Decidi comentar essa história com alguns dias de atraso por um único motivo: o que Galo disse ao ser entrevistado na chegada à delegacia. O entregador se fez de vítima, alegando que não machucou ninguém, ao contrário do "genocida e abusador de mulheres" Borba Gato. E que seu ato tinha como objetivo "abrir um debate" sobre figuras homenageadas publicamente.

Achei oportuno debater não só para corrigir o erro propagado pela sua óbvia ignorância histórica, mas também para escancarar o extremismo ideológico e a sanha destruidora da esquerda brasileira, que tenta impor suas ideias à força, desde que perdeu o poder.
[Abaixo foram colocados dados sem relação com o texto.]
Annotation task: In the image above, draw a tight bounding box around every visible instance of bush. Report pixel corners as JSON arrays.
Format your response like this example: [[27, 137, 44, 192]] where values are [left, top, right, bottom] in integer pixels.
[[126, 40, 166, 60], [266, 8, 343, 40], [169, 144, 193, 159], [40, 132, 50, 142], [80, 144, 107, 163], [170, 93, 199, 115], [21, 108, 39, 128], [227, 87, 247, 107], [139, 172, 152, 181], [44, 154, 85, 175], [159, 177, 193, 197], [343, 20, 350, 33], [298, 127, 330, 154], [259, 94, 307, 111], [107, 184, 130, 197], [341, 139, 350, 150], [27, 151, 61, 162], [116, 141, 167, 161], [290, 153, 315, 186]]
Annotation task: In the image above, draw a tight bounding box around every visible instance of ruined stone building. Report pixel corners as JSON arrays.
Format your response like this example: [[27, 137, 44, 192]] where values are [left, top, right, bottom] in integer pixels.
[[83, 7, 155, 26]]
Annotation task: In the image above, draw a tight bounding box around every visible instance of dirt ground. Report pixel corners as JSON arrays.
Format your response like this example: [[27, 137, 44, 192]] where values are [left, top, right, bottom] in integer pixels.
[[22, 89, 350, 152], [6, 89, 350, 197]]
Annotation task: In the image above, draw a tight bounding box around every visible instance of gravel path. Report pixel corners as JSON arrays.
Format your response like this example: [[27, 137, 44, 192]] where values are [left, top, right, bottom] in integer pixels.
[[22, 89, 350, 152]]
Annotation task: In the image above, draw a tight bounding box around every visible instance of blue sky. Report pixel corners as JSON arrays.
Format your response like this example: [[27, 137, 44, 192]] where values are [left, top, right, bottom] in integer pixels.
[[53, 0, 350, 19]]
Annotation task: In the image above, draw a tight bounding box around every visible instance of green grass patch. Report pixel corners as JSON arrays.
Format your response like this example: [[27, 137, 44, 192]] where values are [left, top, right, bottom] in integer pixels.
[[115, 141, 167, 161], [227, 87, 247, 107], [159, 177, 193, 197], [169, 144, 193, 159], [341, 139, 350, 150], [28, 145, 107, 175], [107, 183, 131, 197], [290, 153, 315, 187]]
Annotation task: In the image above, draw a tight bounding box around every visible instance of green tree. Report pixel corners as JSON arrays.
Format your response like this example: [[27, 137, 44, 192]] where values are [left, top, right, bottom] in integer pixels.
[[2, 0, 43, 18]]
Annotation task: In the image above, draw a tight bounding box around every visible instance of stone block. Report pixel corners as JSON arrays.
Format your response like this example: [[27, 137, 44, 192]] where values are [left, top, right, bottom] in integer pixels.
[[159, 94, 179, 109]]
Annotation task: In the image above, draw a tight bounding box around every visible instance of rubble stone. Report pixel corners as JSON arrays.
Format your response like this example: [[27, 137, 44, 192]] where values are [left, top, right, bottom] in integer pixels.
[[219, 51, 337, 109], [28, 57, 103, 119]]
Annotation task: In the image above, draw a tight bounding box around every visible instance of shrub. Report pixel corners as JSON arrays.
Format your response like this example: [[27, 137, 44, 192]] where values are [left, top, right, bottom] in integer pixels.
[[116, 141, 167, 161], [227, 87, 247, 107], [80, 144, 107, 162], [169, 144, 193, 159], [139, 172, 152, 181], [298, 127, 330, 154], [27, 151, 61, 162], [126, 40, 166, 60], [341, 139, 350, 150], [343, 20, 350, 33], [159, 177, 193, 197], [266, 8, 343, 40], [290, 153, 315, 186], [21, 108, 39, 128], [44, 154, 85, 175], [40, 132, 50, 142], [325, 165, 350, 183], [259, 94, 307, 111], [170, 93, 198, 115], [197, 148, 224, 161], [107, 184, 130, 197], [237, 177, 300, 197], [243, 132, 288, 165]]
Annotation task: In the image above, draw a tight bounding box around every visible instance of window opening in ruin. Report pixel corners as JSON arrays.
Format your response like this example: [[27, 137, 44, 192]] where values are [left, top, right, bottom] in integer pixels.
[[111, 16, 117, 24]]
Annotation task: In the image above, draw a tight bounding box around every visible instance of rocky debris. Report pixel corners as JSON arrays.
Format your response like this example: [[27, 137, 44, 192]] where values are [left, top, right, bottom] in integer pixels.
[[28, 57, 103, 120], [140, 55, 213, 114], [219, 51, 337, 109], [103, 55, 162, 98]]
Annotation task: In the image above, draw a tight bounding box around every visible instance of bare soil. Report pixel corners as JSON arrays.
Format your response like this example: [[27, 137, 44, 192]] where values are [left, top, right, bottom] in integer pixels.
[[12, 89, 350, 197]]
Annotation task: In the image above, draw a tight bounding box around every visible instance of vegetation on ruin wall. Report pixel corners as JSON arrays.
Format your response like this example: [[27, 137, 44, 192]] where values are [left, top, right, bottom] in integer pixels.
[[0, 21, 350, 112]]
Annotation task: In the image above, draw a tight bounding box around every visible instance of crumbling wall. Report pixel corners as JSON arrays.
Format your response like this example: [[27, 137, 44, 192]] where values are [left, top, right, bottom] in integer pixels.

Prova disso é que está ficando cada vez mais violenta.

Se há algo de bom nesses atos terroristas é que a esquerda está conseguindo o feito de perder parte considerável do apoio popular que ainda restava, graças a esse radicalismo criminoso.

Extremismo ideológico e ignorância histórica

Vamos ao debate, então, começando pelo vandalismo, pela destruição de patrimônio público e privado a troco de nada, apenas para tentar dar visibilidade a uma ideologia barata: “não” ao capitalismo ou ao patriarcado opressor, esse tipo de discurso vazio.

Precisamos escancarar esses que xingam os outros o tempo todo, são violentos, agressivos, raivosos. Mentem, caluniam, difamam e até agridem. E ainda saem se vendendo como bons moços, empáticos e altruístas, acusando quem não tem as mesmas ideias, muito menos as mesmas práticas, de espalhar ódio ou notícias falsas.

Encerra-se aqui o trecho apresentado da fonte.